Killers of the Flower Moon

(Frankie) #1

12 A WILDERNESS OF MIRRORS


By the end of that summer, White began to suspect that there


was a mole inside the investigation. When one of his agents was
questioning a seedy local attorney—who, according to an
informant, was trying to “strangle” the government’s probe—the
attorney betrayed a shocking knowledge of the inner workings of
the case. Finally, he admitted that he’d “seen part of the reports
made by the Bureau...and had an opportunity to see more of
them.”


The bureau’s probe had long been plagued by leaks and
sabotage. One agent complained that “information contained in
reports immediately gets into the possession of unauthorized and
unscrupulous persons.” A U.S. attorney also discovered that the
reports furnished to him by the bureau had vanished from his
office. The breaches threatened the lives of agents and created
insidious doubts, with officials questioning each other’s loyalty.
One federal prosecutor demanded that no copy of his report be
“handed to any representative of the State of Oklahoma.”
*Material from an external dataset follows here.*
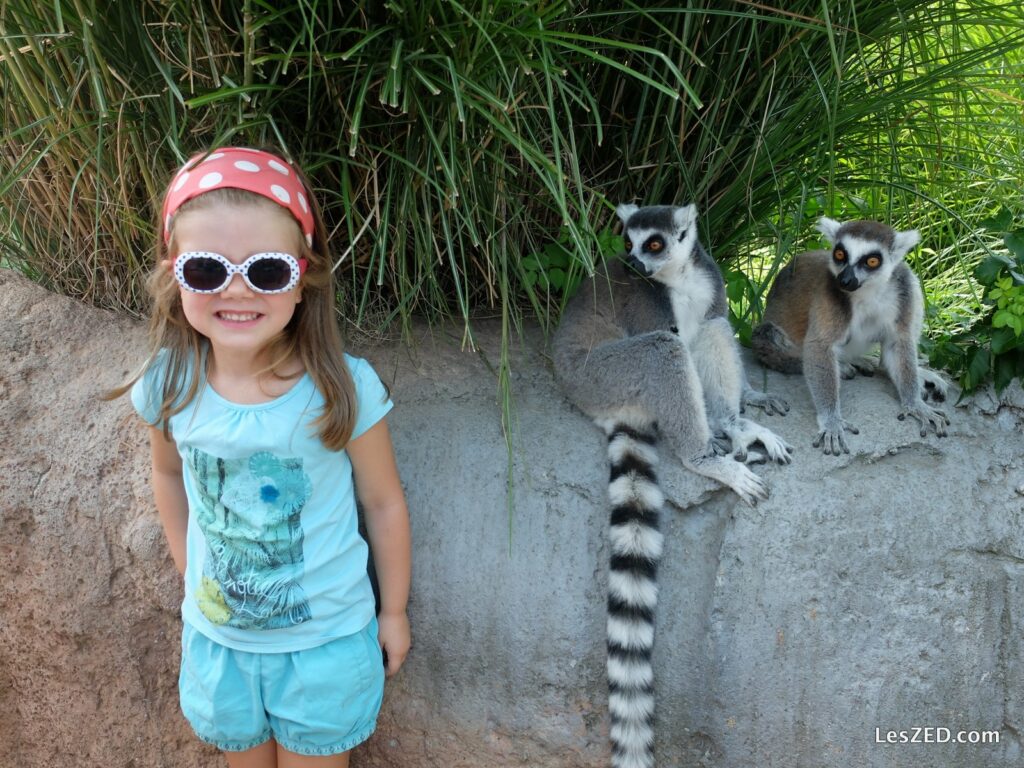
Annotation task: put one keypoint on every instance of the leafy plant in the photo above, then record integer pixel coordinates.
(992, 348)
Perhaps most damagingly, two private eyes, including one from
the Burns agency, tried to expose the bureau’s main informant,
Kelsie Morrison. These private eyes leaked to several local officials
that Morrison was working with the bureau, then went so far as to
detain him on a trumped-up robbery charge. Agent Burger said
that the conduct of one of these private detectives was
“reprehensible” and was “certainly hurting our investigation.”